Setelah bertemu dan berbagi cerita dengan para guru dan masyarakat, akhirnya saya tahu bahwa mereka hanya mau membatu anak-anak mereka untuk "menyentuh impianya".
Saya begitu tersentuh, bahkan sampai detik ini ketika sudah mulai ada sedikit perubahan pada desa itu. Sering kami para guru dikritik karena mengaku kalah pada keaadaan itu, tidak disiplin, dan tidak bertanggung jawab pada profesi yang diemban.
Akan tetapi kami tetap bertahan untuk berjalan meskipun terseok-seok untuk menjalani sebuah tugas besar tanpa cap dan meterai enam ribu yakni membantu "anak gunung" menyentuh mimpi mereka.
Tidak semudah membalikan telapak tangan, mungkin kalimat ini sudah "ter-instal mati" pada memori anak-anak gunung ini. Pagi, makan nasi jagung doang; siang, masih menu yang sama (syukur kalau ada sarimi); malam, minum kopi plus makan ubi bakar. Dan ini menjadi rutinitas yang harus diamini untuk meraih mimpi itu.
Melihat mereka, kadang mau menangis terutama saat mereka berebutan cahaya pelita waktu belajar. Kadang juga mau marah pada leluhur tanah ini, kenapa harus membuat anak cucu kalian menderita di tempat ini, ketika pemerintah menerapkan untuk direlokasi. Tapi sudalah, para leluhur itu pasti punya alasan yang mungkin jauh lebih berarti ketimbang rasa simpati kita yang kadang mati seiring waktu.

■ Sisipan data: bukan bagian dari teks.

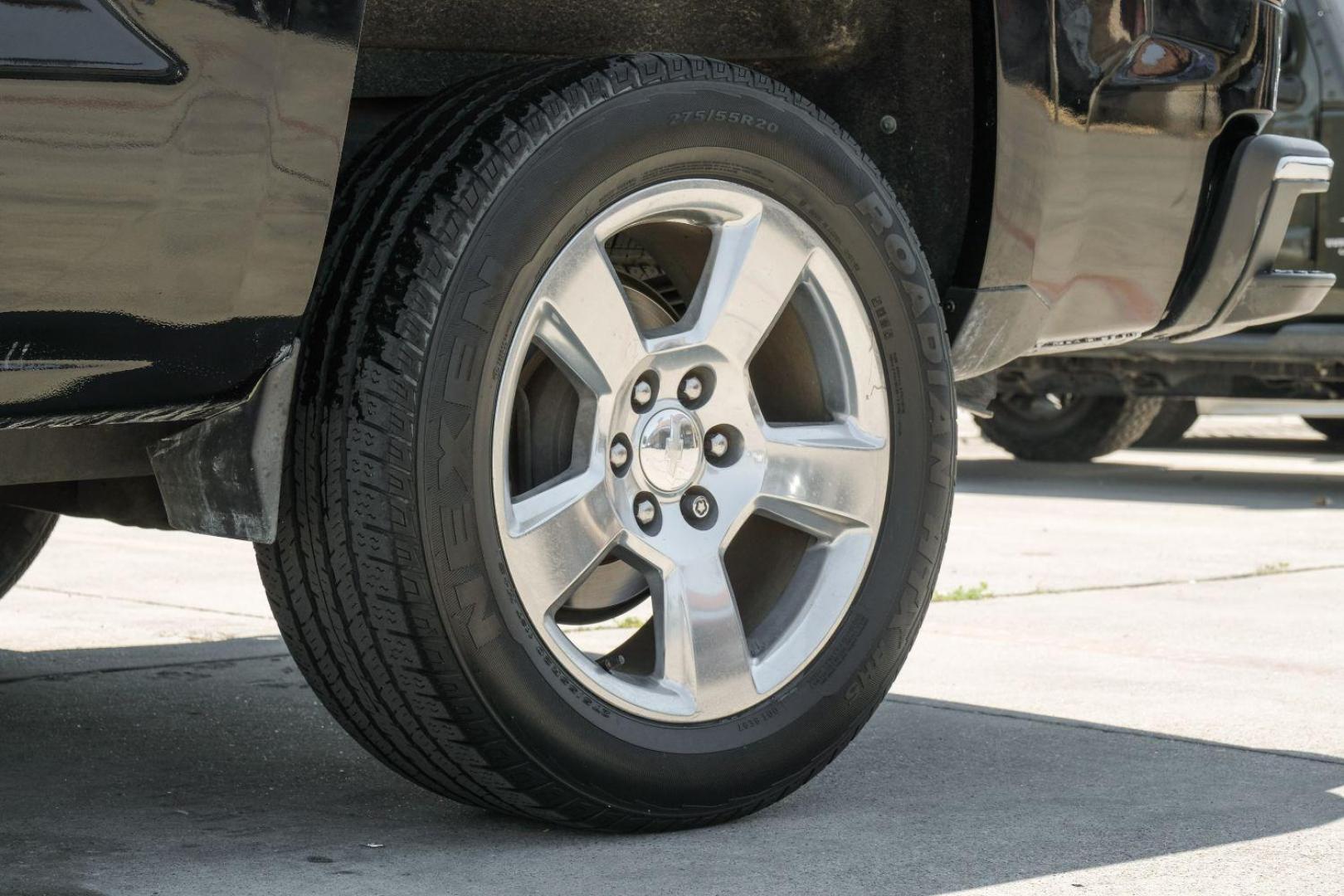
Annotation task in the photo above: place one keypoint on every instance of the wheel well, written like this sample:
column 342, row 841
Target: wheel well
column 926, row 69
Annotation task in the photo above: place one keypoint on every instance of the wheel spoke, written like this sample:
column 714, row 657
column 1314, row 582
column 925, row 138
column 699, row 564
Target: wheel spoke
column 823, row 479
column 754, row 268
column 702, row 645
column 583, row 321
column 558, row 536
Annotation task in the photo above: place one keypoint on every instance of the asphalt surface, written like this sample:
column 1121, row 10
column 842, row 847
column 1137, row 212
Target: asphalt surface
column 1148, row 704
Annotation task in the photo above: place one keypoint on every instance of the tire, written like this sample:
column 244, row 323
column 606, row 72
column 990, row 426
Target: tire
column 394, row 577
column 1081, row 429
column 1172, row 422
column 1331, row 427
column 22, row 535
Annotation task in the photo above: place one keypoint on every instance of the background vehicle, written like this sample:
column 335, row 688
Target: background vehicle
column 590, row 328
column 1075, row 407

Saya harus bertahan dan bertahan lagi, karena tugas besar itu butuh guru yang tahan banting, butuh guru yang siap dikritik dan dicerca. Anak-anak itu dan tatapan mata mereka yang penuh harapan itu, begitu menusuk sampai kedalam kalbu seolah berkata "kami harus berlari kemana lagi dan kepada siapa lagi untuk meraih mimpi kami, kalau bukan pada kalian ayah dan ibu guru?"

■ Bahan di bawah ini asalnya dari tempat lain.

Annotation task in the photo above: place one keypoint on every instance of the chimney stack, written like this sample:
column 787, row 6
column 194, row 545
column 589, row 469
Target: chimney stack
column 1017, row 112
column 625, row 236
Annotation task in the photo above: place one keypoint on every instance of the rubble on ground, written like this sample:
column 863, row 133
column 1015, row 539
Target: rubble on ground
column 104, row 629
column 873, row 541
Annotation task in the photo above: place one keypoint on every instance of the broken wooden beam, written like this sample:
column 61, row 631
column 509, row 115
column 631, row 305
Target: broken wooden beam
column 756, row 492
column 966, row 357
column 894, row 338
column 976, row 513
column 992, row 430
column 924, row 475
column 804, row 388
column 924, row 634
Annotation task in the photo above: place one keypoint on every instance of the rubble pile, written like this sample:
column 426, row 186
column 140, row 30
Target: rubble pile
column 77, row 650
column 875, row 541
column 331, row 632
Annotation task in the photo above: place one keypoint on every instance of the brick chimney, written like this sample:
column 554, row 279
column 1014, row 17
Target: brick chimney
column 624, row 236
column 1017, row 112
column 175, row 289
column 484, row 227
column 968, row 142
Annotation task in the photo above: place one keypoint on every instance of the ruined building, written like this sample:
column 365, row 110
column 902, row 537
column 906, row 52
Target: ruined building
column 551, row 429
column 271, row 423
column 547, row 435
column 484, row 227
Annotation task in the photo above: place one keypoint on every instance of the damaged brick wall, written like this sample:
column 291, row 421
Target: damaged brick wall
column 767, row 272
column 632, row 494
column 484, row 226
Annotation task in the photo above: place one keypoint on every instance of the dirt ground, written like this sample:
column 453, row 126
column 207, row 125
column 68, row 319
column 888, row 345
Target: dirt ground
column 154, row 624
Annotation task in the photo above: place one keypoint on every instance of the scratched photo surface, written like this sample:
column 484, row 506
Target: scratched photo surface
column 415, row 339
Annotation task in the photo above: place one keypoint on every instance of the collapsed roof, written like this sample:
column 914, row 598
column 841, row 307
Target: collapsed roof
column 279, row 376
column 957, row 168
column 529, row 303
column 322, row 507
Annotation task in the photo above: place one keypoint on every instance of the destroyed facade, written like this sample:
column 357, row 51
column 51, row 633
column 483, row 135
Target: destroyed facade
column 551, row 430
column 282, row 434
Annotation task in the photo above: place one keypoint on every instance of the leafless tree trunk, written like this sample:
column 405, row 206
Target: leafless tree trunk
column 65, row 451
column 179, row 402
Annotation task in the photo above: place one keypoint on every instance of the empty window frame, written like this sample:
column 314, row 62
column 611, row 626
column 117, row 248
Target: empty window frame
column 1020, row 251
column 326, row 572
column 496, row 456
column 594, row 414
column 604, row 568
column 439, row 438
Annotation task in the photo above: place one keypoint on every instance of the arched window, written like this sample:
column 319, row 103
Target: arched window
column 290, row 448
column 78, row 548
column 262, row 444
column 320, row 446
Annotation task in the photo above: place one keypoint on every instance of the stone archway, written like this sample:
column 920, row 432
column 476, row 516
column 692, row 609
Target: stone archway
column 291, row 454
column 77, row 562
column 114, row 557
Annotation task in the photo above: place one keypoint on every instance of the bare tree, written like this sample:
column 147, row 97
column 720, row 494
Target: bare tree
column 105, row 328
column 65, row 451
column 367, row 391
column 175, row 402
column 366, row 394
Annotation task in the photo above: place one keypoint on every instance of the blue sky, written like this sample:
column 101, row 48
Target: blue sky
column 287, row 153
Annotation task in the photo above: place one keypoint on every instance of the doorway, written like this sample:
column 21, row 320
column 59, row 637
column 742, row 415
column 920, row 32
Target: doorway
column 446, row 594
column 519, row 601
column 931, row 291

Sayapun akhirnya terjebak diantara dua pilihan, menjadi guru yang baik untuk anak didik di sekolah atau menjadi tua keluarga yang baik bagi anak dan istri di rumah? Tapi, sekali lagi saya harus menjadi guru besar yang bisa memilih keduanya.
Teman-teman seperjuanganku begitu gigih mengajar, melatih, membina dan mendidik walau cuma menjadi guru honor dengan gaji dibawah standar UMR. Semangat mereka begitu besar bahkan hampir kalah karena masalah tunjangan khusus yang tidak pernah dialami.
Pengabdian mereka pada dunia pendidikan begitu luar biasa meskipun selalu kurang dimata masyarakat setempat. Dan bersama mereka, saya selalu tersenyum dan tertawa mengisi kisah anak-anak gunung itu.
Tahun demi tahun berlalu, dan anak-anak gunung itu telah pergi meninggalkan airmata terimakasih untuk dikenang. Tapi bersama guru lainya, saya harus tetap disini menemani anak-anak gunung berbeda generasi yang punya harapan yang sama.
Cerita tentang semua kekurangan, baik itu air, listrik, komunikasi, makan-minum, sarana prasarana adalah getir yang harus kami kecapi bersama-sama lagi dengan senyum dan tawa.
Tiba-tiba pada suatu hari, anak-anak gunung itu datang. Dengan penuh semangat mereka mencium tangan kami dan bercerita tentang petualangan mereka. Begitu bangga mereka berkisah; "Guru ... anak-anak Ilewutung sekarang, ada yang jadi ibu rumah tangga, ada yang jadi ojek, ada yang jadi guru, ada yang jadi Frater, ada yang jadi suster, ada yang masih kuliah dan ada yang sedang mencari jati diri".
Kemudian mereka pergi lagi sambil berucap, "Terima Kasih Guru!" Saat itu, saya tertegun sejenak, kemudian berujar dalam hati ... "TERIMA KASIH TUHAN, KARENA SUDAH MEMBANTU ANAK-ANAK GUNUNG ITU MENYENTUH mimpinya".